El Bar Lanau se convirtió en nuestro punto de encuentro preferido. El rincón donde planeábamos las tardes y las noches de diversión incontenible, inesperada y siempre distinta, en los novillos del colegio o en los eternos fines de semana.
Incontables partidas de billar, innumerables cervezas de todos los tamaños posibles, las mismas canciones de la máquina de discos cantadas a coro y a pleno pulmón una y otra vez, con el ocasional acompañamiento de los parroquianos habituales, encabezados por el entrañable viejo vagabundo con todo el aspecto de sufrir varios delirium tremens a lo largo del día, pero que, como un auténtico funambulista de lo etílico, era capaz de encaramarse a lo alto del taburete de la barra sin un titubeo y de bajar con la misma grácil agilidad, aunque horas después nos lo encontrásemos tirado en alguna esquina de la calle.

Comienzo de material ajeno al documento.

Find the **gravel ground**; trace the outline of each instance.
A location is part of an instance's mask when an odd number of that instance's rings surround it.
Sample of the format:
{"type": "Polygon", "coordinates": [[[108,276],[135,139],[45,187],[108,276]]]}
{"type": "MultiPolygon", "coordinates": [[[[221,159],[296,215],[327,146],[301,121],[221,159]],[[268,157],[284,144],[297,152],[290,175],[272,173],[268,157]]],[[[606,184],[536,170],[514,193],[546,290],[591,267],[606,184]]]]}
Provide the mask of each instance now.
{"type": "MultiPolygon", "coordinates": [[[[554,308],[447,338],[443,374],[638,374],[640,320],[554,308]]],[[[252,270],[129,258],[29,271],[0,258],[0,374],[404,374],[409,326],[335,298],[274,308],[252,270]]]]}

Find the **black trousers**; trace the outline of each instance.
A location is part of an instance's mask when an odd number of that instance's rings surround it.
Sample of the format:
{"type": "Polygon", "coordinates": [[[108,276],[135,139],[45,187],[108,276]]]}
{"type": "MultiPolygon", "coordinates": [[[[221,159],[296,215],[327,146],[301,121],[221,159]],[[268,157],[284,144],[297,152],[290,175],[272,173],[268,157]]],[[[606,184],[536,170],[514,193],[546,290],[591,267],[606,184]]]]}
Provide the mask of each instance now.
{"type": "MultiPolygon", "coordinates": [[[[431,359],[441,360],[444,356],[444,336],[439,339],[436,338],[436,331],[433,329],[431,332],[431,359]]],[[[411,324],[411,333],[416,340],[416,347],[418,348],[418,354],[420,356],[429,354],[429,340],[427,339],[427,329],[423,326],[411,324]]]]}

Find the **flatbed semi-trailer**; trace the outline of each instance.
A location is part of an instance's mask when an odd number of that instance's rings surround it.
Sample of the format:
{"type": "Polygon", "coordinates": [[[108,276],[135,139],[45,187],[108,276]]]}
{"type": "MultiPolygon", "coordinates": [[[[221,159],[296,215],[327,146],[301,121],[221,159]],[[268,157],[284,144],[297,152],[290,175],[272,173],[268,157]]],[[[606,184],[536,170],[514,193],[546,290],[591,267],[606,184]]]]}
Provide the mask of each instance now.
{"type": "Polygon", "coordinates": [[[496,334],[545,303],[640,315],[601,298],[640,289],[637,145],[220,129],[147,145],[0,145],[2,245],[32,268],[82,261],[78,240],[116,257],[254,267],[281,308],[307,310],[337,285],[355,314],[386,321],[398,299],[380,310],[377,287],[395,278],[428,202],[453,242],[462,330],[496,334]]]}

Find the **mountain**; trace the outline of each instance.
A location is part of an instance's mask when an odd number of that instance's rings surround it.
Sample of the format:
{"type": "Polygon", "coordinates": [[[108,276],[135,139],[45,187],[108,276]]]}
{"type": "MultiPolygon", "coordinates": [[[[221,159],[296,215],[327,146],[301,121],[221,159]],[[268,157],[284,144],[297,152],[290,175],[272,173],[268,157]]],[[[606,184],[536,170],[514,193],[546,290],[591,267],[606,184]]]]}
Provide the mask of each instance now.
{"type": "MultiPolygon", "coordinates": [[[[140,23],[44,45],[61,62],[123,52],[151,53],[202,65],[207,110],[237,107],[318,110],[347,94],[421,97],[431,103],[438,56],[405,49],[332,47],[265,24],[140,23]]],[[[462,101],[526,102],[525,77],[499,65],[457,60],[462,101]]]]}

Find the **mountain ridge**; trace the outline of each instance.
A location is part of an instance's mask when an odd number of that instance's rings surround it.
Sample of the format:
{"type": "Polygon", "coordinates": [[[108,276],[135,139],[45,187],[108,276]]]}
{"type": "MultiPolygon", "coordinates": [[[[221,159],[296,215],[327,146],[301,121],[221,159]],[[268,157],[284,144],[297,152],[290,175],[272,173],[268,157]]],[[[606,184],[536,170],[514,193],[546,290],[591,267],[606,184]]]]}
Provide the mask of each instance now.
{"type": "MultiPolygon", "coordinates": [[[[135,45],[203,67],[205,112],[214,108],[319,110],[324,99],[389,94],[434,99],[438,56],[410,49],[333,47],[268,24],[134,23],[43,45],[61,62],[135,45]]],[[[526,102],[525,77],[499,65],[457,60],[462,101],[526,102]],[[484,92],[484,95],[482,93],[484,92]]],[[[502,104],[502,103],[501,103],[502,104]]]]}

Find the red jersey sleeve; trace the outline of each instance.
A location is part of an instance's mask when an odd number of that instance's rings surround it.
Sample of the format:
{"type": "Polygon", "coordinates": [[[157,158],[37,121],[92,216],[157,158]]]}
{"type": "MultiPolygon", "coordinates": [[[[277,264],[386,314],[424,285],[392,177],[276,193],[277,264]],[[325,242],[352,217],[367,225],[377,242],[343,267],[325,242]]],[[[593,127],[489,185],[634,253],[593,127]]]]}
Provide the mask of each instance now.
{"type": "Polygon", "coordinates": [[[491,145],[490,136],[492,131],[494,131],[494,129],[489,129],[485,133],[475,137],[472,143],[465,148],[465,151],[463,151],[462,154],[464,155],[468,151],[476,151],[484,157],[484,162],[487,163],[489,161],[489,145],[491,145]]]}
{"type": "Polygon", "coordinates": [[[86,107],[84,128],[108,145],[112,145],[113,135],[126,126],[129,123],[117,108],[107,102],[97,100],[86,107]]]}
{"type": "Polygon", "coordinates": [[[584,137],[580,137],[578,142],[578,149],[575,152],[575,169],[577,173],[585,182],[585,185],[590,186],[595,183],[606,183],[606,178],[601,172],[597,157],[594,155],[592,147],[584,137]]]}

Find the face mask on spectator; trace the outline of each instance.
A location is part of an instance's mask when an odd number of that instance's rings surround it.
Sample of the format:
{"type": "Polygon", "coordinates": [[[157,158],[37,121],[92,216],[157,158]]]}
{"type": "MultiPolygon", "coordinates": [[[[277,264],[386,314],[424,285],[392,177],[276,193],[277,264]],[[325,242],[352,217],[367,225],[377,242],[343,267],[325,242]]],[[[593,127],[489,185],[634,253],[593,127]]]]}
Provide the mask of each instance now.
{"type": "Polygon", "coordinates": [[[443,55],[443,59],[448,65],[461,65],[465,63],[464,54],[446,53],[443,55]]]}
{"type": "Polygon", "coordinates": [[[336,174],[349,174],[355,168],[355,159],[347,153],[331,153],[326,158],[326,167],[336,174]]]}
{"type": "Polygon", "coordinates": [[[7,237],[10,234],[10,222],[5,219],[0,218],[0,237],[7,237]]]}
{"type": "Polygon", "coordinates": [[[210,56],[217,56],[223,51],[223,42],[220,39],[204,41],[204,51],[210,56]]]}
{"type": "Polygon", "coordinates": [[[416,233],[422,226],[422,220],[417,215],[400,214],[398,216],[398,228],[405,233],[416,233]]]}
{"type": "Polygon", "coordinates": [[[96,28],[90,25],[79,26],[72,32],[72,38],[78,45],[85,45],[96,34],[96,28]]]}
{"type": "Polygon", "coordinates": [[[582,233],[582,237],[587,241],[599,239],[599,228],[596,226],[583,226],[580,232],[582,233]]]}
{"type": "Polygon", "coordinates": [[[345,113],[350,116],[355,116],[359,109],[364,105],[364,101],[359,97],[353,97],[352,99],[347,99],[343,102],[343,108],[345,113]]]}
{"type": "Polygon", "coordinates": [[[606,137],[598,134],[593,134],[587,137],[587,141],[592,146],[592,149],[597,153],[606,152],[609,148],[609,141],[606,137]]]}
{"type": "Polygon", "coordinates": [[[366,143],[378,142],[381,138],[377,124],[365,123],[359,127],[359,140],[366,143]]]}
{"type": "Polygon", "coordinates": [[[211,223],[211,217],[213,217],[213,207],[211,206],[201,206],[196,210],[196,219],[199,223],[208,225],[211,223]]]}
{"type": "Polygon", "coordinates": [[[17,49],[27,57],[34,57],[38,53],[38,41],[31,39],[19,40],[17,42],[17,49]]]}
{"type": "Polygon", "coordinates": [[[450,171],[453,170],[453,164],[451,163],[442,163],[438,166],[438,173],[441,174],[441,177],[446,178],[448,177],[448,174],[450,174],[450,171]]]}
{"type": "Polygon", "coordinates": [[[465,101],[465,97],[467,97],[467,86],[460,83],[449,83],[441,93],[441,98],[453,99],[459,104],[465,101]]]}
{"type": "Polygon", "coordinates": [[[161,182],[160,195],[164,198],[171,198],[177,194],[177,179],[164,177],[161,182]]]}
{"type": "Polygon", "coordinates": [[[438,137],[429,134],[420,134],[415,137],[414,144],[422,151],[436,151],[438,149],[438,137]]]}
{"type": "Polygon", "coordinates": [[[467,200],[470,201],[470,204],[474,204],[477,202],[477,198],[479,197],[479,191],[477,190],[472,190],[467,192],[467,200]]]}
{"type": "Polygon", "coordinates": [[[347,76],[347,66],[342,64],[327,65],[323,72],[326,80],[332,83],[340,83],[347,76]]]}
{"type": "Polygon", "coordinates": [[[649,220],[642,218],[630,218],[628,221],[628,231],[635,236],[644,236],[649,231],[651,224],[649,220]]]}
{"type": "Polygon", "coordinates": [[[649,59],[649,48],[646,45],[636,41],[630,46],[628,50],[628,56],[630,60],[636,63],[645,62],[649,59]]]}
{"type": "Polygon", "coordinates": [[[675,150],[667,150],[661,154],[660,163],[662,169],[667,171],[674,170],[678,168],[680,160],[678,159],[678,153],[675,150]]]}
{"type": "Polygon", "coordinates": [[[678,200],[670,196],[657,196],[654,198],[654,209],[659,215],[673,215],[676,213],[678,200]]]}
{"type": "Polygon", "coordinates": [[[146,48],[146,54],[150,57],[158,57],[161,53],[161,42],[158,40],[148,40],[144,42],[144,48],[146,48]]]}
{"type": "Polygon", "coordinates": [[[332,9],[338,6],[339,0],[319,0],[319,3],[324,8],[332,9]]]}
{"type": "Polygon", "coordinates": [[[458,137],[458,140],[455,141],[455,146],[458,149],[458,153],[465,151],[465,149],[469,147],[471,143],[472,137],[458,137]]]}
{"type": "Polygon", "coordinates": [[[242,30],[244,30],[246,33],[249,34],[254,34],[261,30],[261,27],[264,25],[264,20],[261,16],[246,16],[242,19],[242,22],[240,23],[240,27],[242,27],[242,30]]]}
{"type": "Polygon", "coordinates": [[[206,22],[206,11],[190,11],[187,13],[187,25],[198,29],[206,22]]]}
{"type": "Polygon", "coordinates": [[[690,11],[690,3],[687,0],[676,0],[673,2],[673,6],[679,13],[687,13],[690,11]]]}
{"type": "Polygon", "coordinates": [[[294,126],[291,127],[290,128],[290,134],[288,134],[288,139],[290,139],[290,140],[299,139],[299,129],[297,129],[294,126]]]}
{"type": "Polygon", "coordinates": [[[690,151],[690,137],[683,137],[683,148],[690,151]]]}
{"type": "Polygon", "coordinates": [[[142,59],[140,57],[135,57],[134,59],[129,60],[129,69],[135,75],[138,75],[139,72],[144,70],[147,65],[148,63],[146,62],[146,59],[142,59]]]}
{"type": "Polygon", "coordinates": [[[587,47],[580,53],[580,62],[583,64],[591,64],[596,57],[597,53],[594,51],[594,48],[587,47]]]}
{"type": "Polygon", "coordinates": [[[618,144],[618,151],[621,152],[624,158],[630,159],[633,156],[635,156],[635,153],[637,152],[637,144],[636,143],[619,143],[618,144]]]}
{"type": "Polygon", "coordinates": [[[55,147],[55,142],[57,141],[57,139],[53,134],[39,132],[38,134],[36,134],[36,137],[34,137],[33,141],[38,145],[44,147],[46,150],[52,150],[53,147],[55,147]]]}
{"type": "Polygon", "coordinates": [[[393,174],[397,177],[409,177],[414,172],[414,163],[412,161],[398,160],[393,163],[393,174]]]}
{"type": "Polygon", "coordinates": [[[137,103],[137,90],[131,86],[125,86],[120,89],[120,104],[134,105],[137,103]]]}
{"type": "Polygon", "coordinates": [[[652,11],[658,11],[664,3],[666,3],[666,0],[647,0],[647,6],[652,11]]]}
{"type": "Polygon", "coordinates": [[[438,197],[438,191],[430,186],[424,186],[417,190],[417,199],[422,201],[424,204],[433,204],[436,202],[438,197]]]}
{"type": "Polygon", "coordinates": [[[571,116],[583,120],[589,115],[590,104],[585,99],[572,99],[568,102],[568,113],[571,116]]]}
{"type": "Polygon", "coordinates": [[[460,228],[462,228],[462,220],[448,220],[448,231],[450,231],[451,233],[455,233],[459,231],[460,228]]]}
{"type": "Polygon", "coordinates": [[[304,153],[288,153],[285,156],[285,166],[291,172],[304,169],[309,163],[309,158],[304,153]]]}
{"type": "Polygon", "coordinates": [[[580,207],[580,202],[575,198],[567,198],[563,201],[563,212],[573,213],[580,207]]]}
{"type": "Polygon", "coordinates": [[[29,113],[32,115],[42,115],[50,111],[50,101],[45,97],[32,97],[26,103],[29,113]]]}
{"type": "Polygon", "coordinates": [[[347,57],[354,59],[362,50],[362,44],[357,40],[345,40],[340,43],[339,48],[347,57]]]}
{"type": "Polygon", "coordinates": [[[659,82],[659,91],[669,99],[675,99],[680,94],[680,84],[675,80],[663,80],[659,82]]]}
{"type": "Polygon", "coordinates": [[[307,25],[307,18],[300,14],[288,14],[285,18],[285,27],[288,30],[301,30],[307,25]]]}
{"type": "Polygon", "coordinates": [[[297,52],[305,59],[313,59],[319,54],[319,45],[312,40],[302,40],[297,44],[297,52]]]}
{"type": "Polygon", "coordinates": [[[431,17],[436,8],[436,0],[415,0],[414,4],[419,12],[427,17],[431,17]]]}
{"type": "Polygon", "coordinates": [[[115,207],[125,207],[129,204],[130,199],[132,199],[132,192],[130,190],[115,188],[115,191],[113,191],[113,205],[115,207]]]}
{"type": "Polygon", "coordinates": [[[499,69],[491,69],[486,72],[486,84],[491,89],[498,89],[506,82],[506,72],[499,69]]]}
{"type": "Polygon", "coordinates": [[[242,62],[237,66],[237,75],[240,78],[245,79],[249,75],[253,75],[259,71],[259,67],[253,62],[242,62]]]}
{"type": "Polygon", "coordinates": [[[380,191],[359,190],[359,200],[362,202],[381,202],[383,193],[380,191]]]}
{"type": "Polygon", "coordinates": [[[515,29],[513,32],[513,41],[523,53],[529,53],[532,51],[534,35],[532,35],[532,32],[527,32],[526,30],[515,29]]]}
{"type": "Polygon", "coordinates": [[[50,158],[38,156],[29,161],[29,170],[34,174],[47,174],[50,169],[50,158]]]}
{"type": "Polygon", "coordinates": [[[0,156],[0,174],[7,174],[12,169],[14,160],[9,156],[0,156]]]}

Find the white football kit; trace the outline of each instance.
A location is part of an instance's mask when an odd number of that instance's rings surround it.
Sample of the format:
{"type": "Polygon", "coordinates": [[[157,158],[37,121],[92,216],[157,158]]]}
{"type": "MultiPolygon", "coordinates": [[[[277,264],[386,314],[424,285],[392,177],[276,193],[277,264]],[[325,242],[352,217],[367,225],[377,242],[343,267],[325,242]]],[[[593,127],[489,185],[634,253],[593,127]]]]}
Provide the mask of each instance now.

Muchas tardes acabamos invitando o siendo invitados por clientes de todo tipo, pero con un distintivo común: su inequívoco olor a perdedor urbano. Independientemente de su aspecto exterior, eran perdedores. Nadie con las piezas de su vida bien encajadas se dignaría a perder las horas en un antro semejante.
Nosotros nos reíamos de ellos y con ellos, éramos jóvenes y teníamos todo el tiempo por delante. Para nosotros, aquellos días eran el principio de nuestros pasos por la vida adulta, libres y sin responsabilidad. Los mejores días. Los que se disfrutan al máximo, porque no somos conscientes de que alguna vez se terminarán.
Al cabo del tiempo, nuestras vidas tomaron unas rutinas distintas y dejamos de ir. No fue algo repentino, sino que se produjo de manera gradual.
Años después, por azares del destino, me vi convertido en espectador de todo aquello, en lugar de ser el protagonista activo. Me vi en lo alto del taburete, solo, a primeras horas de la tarde, mientras un grupo de adolescentes bebían, jugaban y reían alrededor de la mesa de billar. El Bar Lanau había cambiado de “dueños”. Ya no éramos nosotros, eran otros. Yo sólo era parte del decorado.
Los auténticos propietarios del local habían envejecido, pero seguían ejecutando mecánicamente los mismos movimientos, los mismos gestos, como autómatas renqueantes… De los dos hijos ya no quedaba rastro. Posiblemente habían huído de un lugar tan deprimente y poco adecuado para una juventud sana, que no lo viviese como una estación de paso, como una puerta dimensional a otros tiempos.
Ya hace mucho tiempo que dejé de frecuentar el bar definitivamente. Me pregunto si aún existirá, porque ciertamente, era un auténtico milagro que un negocio como aquél se mantuviese en pie. Me pregunto si aún existirá, o si existió alguna vez… como aquellas tardes perdidas.
1 Comments:
He conocido sitios así o, tal vez, los he soñado. Alguien muy cercano se empeña en seguir buscándolos en cada esquina y, a veces, rescatamos alguno de la memoria.
Él sigue pensando en "La Perla", yo en "Casa Sindo". Afortunadamente, todavía nos queda "El Tribunal".